Rather than having board members rush to the “Ask,” soliciting their friends and business associates following the traditional strong-arming approach of the past, what if your board members and volunteers used that same trusted relationship to invite their friends and colleagues to your organization’s engaging and compelling one-hour Point of Entry Events and let the guests decide for themselves if your work mattered enough to them to get involved?
That is precisely what happened during the two years I worked as the first development director at an urban academy in Seattle, where I began to develop the Benevon Model.
Our board members all truly loved the school and had joined the board because they really cared.
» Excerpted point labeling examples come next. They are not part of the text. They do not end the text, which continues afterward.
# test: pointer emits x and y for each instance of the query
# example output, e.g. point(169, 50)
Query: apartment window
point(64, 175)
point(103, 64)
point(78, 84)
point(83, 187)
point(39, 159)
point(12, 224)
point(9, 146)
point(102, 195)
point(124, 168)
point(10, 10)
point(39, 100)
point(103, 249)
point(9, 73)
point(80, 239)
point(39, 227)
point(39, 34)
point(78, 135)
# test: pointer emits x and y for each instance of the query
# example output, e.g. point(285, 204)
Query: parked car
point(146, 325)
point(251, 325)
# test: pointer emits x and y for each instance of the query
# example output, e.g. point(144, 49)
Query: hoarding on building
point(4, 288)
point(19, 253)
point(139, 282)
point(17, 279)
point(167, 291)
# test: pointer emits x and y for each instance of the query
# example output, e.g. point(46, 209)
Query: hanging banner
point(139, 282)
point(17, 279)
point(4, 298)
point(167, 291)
They had each already spent time at the school and had listened to and responded to the powerful vision of the school’s founders.
So once we created and began to hold our introductory tours, now called Point of Entry Events, on a regular basis, the board members happily volunteered to invite their friends to their private Points of Entry, often taking their friends to breakfast or lunch afterwards.
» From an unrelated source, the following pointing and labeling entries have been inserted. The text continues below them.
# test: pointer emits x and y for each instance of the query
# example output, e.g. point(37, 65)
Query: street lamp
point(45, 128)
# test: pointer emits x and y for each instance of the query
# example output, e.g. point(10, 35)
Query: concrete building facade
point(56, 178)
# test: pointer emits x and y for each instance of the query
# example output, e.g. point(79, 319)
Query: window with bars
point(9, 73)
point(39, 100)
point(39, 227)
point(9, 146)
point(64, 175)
I remember the first time one of their guests, Martin, fell in love with the school. As he was leaving his first Point of Entry Event, Martin turned and said to me, “This was amazing! How do I get on the board here?” When I called our board chair, John, to tell him what Martin had said, he was stunned. “He actually said that? Do you know how great that makes me feel? To think that someone of Martin’s caliber fell in love with the school in his own right and could carry on the leadership of our board—that is remarkable!” Martin, like many others after him, joined the board and provided strong leadership for many years.
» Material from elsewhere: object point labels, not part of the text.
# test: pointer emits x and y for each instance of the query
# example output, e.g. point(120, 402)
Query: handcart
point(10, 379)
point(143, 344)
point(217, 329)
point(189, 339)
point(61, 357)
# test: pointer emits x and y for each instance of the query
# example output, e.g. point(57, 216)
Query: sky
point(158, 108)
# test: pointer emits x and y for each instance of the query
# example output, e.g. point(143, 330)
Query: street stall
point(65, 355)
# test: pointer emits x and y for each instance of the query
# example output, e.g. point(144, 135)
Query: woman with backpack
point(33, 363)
Compare that outcome to the old approach. One of our board members could have taken Martin out for lunch and asked him to write a check to this great inner-city school. Martin would have obliged dutifully. End of story. Or perhaps a board member and his wife could have invited Martin and his wife to join them at an annual gala or golf tournament, where there would be even less of a connection with the school’s mission.
Instead, we cultivated the relationship with Martin after the Point of Entry Event. I made a Five-Step Follow-Up Call three days later and asked him what he thought of the school and the tour. How else might he like to become involved? Was there anyone he might like to invite to attend a tour?
The result was that Martin became what we now call an Ambassador, inviting first his family and then his business associates to private Points of Entry he hosted at the school. As we followed up with his friends and family, many of them got involved with the school, and Martin became more involved as well. He was a Table Captain at our first Free One-Hour Ask Event about nine months later; seven of his nine guests had already attended Point of Entry Events. Three of them joined our Multiple-Year Giving Society, pledging $1,000 a year for each of the next five years. One other guest, in addition to Martin himself, pledged $5,000 a year for five years.
That one referral—based strictly on one board member’s relationship with Martin—led to pledges totaling $65,000. And the ripple effect was just beginning. Martin sat on the board of a private foundation, ran a company, and had many other relationships with people he was excited to introduce to the school. Each of our board members was discovering the same thing: it was far more effective to invite their friends and colleagues to their private Point of Entry Event and then leave it to their guest to choose to become involved or not, than it was to ask them prematurely to write a check to the school.
Because they had each attended at least one Point of Entry Event themselves, board members knew their friends would be inspired and educated about the school in that hour, whether or not they ever chose to become involved. They also knew that after the Follow-Up Call, I would “bless and release” those guests who did not want to become involved, so there would be no awkwardness the next time they saw their friend. At that point, it would be the organization’s job to develop an ongoing relationship between the donor and the school, and ultimately for asking for money if that was appropriate.
The first year, we did that asking at the Ask Event. The people who came to the Ask Event were the same people who had already attended the Points of Entry and had specifically expressed interest in staying involved with the organization. They knew they were going to be asked for money. In fact, many wondered why no one had asked them sooner. The same friend who had initially invited them to the Point of Entry—their Ambassador—became their Table Captain at the Ask Event.
Those relationships between board members, volunteers, staff, and their friends and colleagues had been used to build new relationships between potential donors and the organization itself. Now it would be up to the staff to develop and manage those relationships skillfully, over time, involving volunteers as appropriate, to cultivate each major donor and grow a strong major-gifts program.